Life is short and we have not too much time for gladdening the hearts of those who are traveling the dark way with us. Oh, be swift to love! Make haste to be kind. Henri-Frederic Amiel – 1885
I have an excess of negative emotion. There is someone I need to trust, who I feel is untrustworthy. It’s a very close relationship, like being partners or a team at work, or like being in the same small family. The emotion is so negative that it feels like my blood is running cold, or something else physically all-encompassing. As my mind naturally and automatically seeks to quiet itself and return to calmness, I tell myself this person IS trustworthy.

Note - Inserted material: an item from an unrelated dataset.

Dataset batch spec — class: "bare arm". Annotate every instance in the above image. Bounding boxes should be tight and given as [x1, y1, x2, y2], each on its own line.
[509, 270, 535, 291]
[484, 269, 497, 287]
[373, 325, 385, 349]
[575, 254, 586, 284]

But I’ve been burned.
Has something changed? I think of the constant and profound lies of the adolescent. I’ve lived through raising two of those. At what point does that lying child become the trustworthy adult? How to risk being let down and made a fool of again?
That is the language of resentment. A resentment comes from a sense of injury or insult. A sense of. OK, everyone is human.
At times I can see the big, long picture. At times I understand it’s better to go forward with faith and yes risk being hurt again. But even as my mind fights to regain calmness and normality a part of me holds back, telling myself not to be so stupid to trust again.
I feel the shortness of life mentioned in the prayer. I feel the darkness of the way mentioned there. For my brief and daily contacts I can bring myself back to remember to be kind. But for the deeper, longer relationships. I don’t know what to do.